The private academy made headlines for their vaccine guidelines based on unproven and debunked claims, telling faculty not to return to school if they get vaccinated.

A private school in Miami is making headlines over its policies regarding the COVID-19 vaccine, which go against all advice from health agencies and experts.

On its website, the Centner Academy published a note from CEO and co-founder Leila Centner telling employees to wait until the school year ends to get the vaccine and those who do get it will not be able to return until "clinical trials are complete." Those who want to get the vaccine before the school year ends must notify the school adding it "cannot allow recently vaccinated people to be near our students until more information is known." Employees who received the vaccine before April 21 must report it and keep a distance from students.

The school explains its choice saying the COVID-19 vaccines are still in an "experimental stage" without FDA approval. Clinical trials, it says, won't be complete until 2023 and the vaccine has "not been proven to prevent death from COVID or to prevent transmission of COVID." Centner also points to an unidentified study claiming unvaccinated people are "being negatively impacted" when interacting with vaccinated people, including menstrual cycle issues and miscarriages—none of which is supported by research by any health agency. The theory that COVID vaccines can be passed or "shed" from a vaccinated to unvaccinated person have also been debunked.

An image of a syringe and vial bottle on a turquoise background.
Getty Images.

The Food and Drug Administration (FDA), the Centers for Disease Control and Prevention (CDC), the World Health Organization (WHO), and the National Institutes of Health (NIH) all emphasize the vaccine's safety and efficacy.

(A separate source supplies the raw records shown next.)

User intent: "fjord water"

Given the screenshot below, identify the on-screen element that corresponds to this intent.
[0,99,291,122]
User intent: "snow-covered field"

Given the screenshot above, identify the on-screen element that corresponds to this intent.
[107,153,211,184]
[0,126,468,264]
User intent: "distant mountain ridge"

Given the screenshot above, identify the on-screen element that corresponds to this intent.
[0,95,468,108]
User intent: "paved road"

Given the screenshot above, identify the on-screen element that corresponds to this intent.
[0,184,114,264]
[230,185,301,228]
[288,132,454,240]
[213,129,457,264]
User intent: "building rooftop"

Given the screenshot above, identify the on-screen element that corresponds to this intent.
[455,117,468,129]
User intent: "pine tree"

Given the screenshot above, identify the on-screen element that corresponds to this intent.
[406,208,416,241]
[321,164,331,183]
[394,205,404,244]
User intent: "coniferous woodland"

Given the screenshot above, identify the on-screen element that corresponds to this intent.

They encourage all those eligible—currently 16 and older—to get vaccinated as it's a critical tool to help end the pandemic.

Clinical trials for all three vaccines—Pfizer, Moderna, and Johnson & Johnson—were completed and passed the requirements to receive FDA's emergency use authorization. To receive full FDA approval, adult clinical trials must continue for two years with safety and efficacy data. This is all standard practice for vaccines.

Millions of people in the United States have already received the COVID-19 vaccine. On its website, the CDC explains, "COVID-19 vaccines are safe and effective. COVID-19 vaccines were evaluated in tens of thousands of participants in clinical trials. The vaccines met FDA's rigorous scientific standards for safety, effectiveness, and manufacturing quality needed to support emergency use authorization (EUA)."

As for long-term side effects from the vaccine, the CDC says those are "extremely unlikely." Long-term side effects after vaccination are "extremely rare" and historically side effects from vaccines typically occur within six weeks.